Keine Anzeichen für Flucht aus Arbeit
Das sind viele Gründe dafür, dass es seitens der Bundesagentur für Arbeit bislang keine Anzeichen dafür gibt, dass Menschen aufgrund des Bürgergelds in eine Null-Bock-auf-Arbeit-Mentalität verfallen. Das hat BA-Chefin Andrea Nahles schon ein Jahr nach der Einführung des Bürgergelds betont. Wenn nun weiterhin darauf herumgeritten wird, hat das viel mit Stimmungsmache zu tun. Dass es Totalverweigerer gibt, steht außer Frage. Die wenigen, auf die das von Nena Brockhaus als „asozial“ bezeichnete Verhalten zutrifft, reißen andere mit. Die meisten Bürgergeld Bedürftigen wären froh, nicht mehr auf das Jobcenter angewiesen zu sein, sind nur leider krank, müssen jemanden pflegen oder sich um die Kinder kümmern.
+++ Regierung hält Bürgergeld Bezieher für faul
Aus- und Abgaben lasten auf Verbrauchern
Dass nun auch die Zunahme der Schwarzarbeit dem Bürgergeld zugeschrieben wird, macht Betroffenen das Leben nicht leichter.
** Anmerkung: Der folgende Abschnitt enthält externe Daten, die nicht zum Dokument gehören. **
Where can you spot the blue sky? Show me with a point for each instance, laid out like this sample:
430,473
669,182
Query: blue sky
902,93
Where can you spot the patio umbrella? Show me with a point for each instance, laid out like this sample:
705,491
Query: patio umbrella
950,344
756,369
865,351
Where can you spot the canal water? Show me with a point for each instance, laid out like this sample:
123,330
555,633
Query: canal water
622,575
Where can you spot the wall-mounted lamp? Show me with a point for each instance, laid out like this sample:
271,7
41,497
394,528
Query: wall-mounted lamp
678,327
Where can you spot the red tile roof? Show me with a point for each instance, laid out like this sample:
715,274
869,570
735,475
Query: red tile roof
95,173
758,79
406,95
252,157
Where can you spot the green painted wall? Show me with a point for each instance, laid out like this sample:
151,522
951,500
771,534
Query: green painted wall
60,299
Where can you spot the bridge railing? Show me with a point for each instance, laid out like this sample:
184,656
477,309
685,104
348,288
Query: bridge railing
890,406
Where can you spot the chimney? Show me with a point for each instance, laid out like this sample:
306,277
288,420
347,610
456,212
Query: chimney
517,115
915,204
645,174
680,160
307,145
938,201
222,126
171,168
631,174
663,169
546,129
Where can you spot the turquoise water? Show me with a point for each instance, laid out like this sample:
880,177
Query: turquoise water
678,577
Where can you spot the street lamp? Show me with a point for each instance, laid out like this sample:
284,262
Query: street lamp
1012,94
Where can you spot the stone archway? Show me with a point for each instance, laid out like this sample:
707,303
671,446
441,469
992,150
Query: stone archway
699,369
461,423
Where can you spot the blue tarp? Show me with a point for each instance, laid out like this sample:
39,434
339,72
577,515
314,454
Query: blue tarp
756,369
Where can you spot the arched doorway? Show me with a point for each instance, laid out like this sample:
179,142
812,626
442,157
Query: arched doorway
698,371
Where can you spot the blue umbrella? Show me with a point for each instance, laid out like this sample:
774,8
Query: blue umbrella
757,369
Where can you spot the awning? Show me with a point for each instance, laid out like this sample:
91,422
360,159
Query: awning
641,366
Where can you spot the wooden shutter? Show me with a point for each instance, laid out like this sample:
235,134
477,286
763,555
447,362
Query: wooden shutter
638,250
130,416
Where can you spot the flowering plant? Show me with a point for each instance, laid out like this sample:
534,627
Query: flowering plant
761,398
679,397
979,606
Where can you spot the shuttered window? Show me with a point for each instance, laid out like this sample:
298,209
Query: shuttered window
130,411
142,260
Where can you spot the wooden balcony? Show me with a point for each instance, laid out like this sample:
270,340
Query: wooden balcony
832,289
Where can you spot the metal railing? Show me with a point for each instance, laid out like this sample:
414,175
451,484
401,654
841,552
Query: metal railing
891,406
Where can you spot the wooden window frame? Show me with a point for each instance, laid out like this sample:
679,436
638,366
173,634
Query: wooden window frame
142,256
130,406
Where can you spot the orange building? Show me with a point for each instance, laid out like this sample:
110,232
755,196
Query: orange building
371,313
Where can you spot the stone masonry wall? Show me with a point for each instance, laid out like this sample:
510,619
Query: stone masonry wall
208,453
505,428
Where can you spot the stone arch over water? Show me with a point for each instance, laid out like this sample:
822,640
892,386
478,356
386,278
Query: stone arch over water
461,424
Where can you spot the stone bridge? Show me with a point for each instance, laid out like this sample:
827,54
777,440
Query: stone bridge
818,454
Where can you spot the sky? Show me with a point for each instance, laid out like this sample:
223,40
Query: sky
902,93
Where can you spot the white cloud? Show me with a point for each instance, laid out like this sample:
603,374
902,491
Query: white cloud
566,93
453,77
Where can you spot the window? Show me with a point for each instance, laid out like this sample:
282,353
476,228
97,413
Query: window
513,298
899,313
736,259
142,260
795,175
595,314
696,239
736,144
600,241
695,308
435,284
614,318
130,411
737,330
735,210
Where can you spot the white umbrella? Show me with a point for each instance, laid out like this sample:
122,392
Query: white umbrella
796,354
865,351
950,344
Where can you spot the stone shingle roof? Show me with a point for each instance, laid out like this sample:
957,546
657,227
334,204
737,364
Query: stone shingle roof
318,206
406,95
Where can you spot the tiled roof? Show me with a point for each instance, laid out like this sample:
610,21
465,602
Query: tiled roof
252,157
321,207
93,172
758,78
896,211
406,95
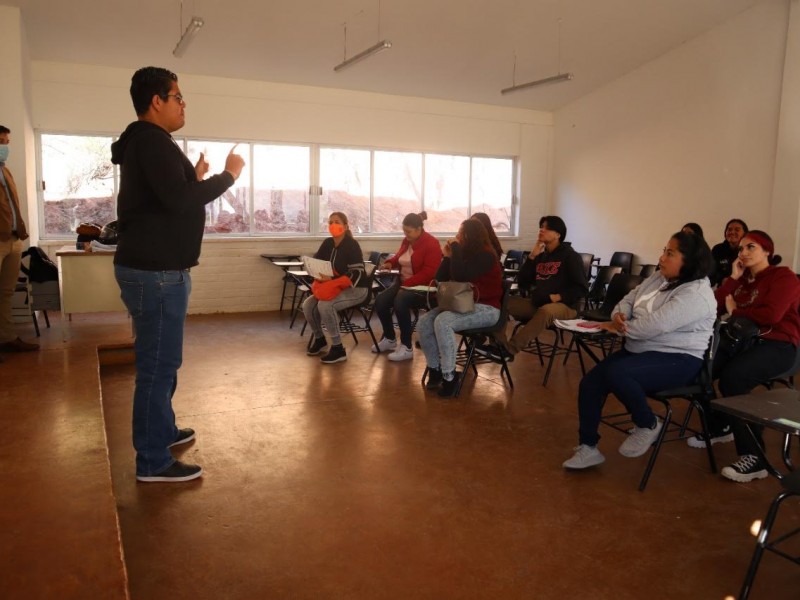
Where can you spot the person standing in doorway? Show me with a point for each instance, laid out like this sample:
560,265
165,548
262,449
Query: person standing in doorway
12,235
161,216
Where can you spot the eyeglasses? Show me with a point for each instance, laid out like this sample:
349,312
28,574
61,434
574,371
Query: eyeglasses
177,97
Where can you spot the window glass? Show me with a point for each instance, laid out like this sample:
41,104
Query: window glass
78,180
344,175
446,191
492,190
230,213
397,190
281,179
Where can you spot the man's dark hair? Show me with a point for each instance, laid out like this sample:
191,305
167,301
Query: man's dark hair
555,224
696,229
697,259
148,82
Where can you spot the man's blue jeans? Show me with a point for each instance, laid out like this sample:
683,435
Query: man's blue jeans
157,302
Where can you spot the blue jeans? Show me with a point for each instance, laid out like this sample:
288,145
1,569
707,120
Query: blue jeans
437,329
402,301
630,377
157,302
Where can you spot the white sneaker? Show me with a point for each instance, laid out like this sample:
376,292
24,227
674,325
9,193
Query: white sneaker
384,345
402,353
640,440
584,457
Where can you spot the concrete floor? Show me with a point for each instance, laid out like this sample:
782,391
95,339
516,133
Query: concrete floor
350,481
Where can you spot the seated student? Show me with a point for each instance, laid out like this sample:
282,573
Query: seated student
693,228
767,295
557,273
727,252
487,223
418,259
348,287
666,322
467,257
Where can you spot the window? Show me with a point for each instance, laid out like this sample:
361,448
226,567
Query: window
78,182
344,175
397,190
290,189
446,191
281,180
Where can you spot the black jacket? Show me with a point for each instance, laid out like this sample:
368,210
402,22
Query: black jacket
558,272
161,205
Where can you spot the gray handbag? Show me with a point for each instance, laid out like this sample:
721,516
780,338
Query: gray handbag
455,296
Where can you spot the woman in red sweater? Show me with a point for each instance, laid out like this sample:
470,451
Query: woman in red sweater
768,295
417,259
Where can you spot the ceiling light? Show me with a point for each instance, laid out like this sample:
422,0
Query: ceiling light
553,79
191,30
380,46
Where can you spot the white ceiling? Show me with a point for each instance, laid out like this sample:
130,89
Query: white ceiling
449,49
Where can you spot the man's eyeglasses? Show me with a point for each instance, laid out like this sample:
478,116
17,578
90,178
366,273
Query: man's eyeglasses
177,97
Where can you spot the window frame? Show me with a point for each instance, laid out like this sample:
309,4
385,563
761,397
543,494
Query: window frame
314,193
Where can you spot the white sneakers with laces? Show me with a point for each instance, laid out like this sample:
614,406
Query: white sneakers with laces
639,442
584,457
384,345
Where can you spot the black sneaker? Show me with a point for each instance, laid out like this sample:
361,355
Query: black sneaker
746,469
337,353
448,389
434,379
176,472
184,435
317,346
717,437
493,353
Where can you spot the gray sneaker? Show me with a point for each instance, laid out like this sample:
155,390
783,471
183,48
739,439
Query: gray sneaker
640,440
584,457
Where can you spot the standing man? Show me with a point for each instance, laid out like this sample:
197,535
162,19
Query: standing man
12,233
556,272
161,215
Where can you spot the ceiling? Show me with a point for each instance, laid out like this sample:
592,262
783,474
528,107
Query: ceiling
459,50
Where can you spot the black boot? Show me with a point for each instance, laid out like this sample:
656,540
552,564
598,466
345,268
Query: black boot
448,389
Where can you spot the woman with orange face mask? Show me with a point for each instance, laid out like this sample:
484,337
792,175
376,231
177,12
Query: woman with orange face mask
348,286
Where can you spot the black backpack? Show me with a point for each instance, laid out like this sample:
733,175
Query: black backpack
41,268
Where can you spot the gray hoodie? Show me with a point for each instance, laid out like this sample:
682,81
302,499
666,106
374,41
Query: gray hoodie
678,320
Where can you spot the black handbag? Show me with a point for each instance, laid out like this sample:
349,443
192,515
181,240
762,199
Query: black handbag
738,335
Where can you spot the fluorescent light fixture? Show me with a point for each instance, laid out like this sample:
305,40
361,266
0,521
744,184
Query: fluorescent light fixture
383,45
191,30
553,79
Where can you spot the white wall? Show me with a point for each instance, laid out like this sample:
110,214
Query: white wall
690,136
232,276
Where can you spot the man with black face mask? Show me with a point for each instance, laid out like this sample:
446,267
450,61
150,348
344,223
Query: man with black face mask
12,234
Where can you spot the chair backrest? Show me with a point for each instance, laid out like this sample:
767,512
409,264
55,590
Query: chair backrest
587,259
620,285
648,270
604,276
622,259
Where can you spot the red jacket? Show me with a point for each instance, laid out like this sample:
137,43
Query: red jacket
424,262
771,300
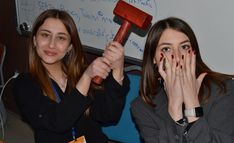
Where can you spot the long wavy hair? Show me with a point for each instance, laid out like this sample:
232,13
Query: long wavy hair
72,64
149,82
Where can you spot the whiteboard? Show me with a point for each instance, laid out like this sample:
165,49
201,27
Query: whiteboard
211,20
94,20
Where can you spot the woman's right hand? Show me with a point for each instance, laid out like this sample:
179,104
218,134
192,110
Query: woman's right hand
169,70
99,67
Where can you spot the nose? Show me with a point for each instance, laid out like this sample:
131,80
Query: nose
177,55
52,43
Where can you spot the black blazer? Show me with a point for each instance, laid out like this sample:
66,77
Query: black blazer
52,122
216,126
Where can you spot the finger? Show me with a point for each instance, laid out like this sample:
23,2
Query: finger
193,63
173,67
187,62
182,69
106,61
161,68
201,77
167,66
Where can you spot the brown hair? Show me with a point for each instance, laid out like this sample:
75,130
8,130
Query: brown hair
149,81
72,64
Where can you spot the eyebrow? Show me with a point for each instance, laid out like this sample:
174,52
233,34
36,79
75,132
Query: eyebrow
170,43
60,33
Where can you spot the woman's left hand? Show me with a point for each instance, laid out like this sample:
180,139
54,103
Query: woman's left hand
114,53
190,84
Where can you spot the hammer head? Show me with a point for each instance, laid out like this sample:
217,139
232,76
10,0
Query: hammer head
132,14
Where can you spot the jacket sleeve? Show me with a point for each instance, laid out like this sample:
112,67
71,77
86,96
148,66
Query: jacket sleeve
109,102
217,124
41,112
152,129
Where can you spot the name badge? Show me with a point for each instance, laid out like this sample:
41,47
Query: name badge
79,140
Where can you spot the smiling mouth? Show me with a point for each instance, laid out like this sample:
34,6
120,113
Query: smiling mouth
49,53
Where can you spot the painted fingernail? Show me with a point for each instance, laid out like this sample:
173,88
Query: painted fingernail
161,59
161,54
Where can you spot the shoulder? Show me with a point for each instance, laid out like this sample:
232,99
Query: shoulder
24,80
139,105
230,85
Wie wäre es, wenn man die Scheuklappen öffnet und sich nicht nur aufs Bürgergeld einschießt? Viele Haushalte haben den Gürtel schon bis ans Limit enger geschnallt, trotz Job. Strom, Gas, Lebensmittel, Miete – alles wird teurer, plus eine enorme Steuerlast. Da kommt man schnell auf dumme Gedanken, wird mit etwas gesundem Menschenverstand aber einen großen Bogen ums Bürgergeld machen.